10. Input/Output Facilities

Contents:
Streams
Files
Serialization
Data Compression

In this chapter, we'll continue our exploration of the Java API by looking at many of the classes in the java.io package. Figure 10.1 shows the class hierarchy of the java.io package.

Figure 10.1: Class hierarchy of the java.io package

We'll start by looking at the stream classes in java.io; these classes are all subclasses of the basic InputStream, OutputStream, Reader, and Writer classes. Then we'll examine the File class and discuss how you can interact with the filesystem using classes in java.io. Finally, we'll take a quick look at the data compression classes provided in java.util.zip.

10.1 Streams

All fundamental I/O in Java is based on streams. A stream represents a flow of data, or a channel of communication with (at least conceptually) a writer at one end and a reader at the other. When you are working with terminal input and output, reading or writing files, or communicating through sockets in Java, you are using a stream of one type or another. So that you can see the forest without being distracted by the trees, I'll start by summarizing the different types of streams:

InputStream/OutputStream: Abstract classes that define the basic functionality for reading or writing an unstructured sequence of bytes. All other byte streams in Java are built on top of the basic InputStream and OutputStream.
Reader/Writer: Abstract classes that define the basic functionality for reading or writing an unstructured sequence of characters.
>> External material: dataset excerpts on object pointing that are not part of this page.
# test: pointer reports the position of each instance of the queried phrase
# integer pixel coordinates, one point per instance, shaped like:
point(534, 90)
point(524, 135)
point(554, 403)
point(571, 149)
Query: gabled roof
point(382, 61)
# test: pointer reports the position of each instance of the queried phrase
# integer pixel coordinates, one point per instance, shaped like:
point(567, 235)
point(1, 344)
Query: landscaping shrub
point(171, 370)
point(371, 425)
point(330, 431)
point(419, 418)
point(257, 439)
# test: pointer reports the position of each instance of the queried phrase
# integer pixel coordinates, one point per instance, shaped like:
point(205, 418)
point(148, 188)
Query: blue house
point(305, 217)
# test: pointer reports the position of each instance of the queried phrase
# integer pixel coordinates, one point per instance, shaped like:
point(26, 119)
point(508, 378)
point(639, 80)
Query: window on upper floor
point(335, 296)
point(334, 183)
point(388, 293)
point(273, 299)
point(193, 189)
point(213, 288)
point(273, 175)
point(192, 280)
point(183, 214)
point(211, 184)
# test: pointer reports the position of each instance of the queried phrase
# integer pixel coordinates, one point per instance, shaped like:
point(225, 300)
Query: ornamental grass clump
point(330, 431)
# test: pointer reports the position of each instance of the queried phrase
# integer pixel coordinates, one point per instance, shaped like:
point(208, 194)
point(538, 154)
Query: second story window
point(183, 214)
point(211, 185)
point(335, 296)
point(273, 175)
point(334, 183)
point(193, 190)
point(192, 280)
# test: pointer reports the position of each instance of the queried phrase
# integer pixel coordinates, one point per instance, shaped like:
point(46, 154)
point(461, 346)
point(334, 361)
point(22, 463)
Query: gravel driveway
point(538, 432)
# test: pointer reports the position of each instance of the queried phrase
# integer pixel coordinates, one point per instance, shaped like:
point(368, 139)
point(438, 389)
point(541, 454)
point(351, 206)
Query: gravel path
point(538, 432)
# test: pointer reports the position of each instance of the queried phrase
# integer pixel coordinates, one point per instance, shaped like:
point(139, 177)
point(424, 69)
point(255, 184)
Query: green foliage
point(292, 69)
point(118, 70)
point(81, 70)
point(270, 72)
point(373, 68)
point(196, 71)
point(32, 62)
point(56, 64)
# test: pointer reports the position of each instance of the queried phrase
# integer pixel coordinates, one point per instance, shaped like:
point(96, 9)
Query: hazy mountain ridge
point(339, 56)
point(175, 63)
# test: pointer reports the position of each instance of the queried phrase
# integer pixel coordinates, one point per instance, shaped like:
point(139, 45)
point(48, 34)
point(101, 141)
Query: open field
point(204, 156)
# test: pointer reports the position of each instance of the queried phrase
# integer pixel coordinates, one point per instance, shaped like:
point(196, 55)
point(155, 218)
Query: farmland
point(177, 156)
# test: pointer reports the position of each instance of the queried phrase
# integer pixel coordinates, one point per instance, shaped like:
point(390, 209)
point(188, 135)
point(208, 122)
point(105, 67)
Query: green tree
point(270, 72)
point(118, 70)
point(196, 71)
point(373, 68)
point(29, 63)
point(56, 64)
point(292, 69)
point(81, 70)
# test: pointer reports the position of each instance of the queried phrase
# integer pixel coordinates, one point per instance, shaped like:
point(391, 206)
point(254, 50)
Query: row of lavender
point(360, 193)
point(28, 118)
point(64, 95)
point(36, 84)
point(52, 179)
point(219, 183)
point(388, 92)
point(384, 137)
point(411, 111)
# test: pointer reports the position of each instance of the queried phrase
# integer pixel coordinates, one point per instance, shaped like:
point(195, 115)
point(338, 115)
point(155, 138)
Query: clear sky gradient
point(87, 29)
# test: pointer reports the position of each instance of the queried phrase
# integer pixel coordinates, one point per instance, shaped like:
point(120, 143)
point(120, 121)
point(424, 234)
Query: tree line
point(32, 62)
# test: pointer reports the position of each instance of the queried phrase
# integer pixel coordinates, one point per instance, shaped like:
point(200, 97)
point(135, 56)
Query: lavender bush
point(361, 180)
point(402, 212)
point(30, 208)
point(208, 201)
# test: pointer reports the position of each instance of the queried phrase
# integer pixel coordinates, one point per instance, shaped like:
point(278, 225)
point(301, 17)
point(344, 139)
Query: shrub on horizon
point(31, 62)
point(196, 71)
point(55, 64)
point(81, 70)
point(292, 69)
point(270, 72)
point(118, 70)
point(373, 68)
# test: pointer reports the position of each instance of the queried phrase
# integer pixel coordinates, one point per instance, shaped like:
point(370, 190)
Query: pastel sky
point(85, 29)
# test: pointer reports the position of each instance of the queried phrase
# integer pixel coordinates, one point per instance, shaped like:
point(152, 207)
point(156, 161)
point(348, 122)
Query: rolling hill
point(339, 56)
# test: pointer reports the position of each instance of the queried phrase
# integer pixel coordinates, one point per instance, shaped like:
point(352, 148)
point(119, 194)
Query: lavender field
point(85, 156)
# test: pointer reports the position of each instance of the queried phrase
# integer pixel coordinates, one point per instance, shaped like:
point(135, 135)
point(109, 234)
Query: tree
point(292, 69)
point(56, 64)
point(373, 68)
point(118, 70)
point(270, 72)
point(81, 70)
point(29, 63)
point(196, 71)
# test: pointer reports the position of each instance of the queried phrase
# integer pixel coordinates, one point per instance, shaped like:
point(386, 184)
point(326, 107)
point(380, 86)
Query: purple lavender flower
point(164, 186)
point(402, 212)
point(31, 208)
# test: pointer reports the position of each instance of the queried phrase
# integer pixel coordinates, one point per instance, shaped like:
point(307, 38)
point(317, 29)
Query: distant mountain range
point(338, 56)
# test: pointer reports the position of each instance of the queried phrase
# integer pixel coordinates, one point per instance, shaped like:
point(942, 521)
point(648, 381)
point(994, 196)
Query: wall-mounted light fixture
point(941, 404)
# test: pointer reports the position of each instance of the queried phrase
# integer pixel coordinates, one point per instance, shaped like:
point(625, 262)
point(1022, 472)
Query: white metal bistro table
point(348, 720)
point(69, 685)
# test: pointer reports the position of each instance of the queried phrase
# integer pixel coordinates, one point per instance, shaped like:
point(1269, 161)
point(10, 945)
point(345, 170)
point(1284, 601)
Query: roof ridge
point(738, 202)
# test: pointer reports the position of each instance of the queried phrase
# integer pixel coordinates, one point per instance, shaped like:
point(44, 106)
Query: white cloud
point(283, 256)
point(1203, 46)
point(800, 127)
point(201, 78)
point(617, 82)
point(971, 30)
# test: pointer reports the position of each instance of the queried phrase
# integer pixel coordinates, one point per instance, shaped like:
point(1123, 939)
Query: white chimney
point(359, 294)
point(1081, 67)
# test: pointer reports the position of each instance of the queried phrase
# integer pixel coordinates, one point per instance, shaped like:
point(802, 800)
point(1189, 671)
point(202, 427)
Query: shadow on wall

All other character streams in Java are built on top of Reader and Writer.
InputStreamReader/OutputStreamWriter: "Bridge" classes that convert bytes to characters and vice versa.
DataInputStream/DataOutputStream: Specialized stream filters that add the ability to read and write simple data types like numeric primitives and String objects.
ObjectInputStream/ObjectOutputStream: Specialized stream filters that are capable of writing serialized Java objects and reconstructing them.
BufferedInputStream/BufferedOutputStream/BufferedReader/ BufferedWriter: Specialized streams that add buffering for additional efficiency.
PrintWriter: A specialized character stream that makes it simple to print text.
PipedInputStream/PipedOutputStream /PipedReader/PipedWriter: "Double-ended" streams that always occur in pairs. Data written into a PipedOutputStream or PipedWriter is read from its corresponding PipedInputStream or PipedReader.
FileInputStream/FileOutputStream /FileReader/FileWriter: Implementations of InputStream, OutputStream, Reader, and Writer that read from and write to files on the local filesystem.

Streams in Java are one-way streets. The java.io input and output classes represent the ends of a simple stream, as shown in Figure 10.2. For bidirectional conversations, we use one of each type of stream.

Figure 10.2: Basic input and output stream functionality

InputStream and OutputStream are abstract classes that define the lowest-level interface for all byte streams. They contain methods for reading or writing an unstructured flow of byte-level data. Because these classes are abstract, you can never create a "pure" input or output stream. Java implements subclasses of these for activities like reading and writing files and communicating with sockets. Because all byte streams inherit the structure of InputStream or OutputStream, the various kinds of byte streams can be used interchangeably. For example, a method often takes an InputStream as an argument. This means the method accepts any subclass of InputStream. Specialized types of streams can also be layered to provide features, such as buffering or handling larger data types.

In Java 1.1, new classes based around Reader and Writer were added to the java.io package. Reader and Writer are very much like InputStream and OutputStream, except that they deal with characters instead of bytes. As true character streams, these classes correctly handle Unicode characters, which was not always the case with the byte streams. However, some sort of bridge is needed between these character streams and the byte streams of physical devices like disks and networks. InputStreamReader and OutputStreamWriter are special classes that use an encoding scheme to translate between character and byte streams.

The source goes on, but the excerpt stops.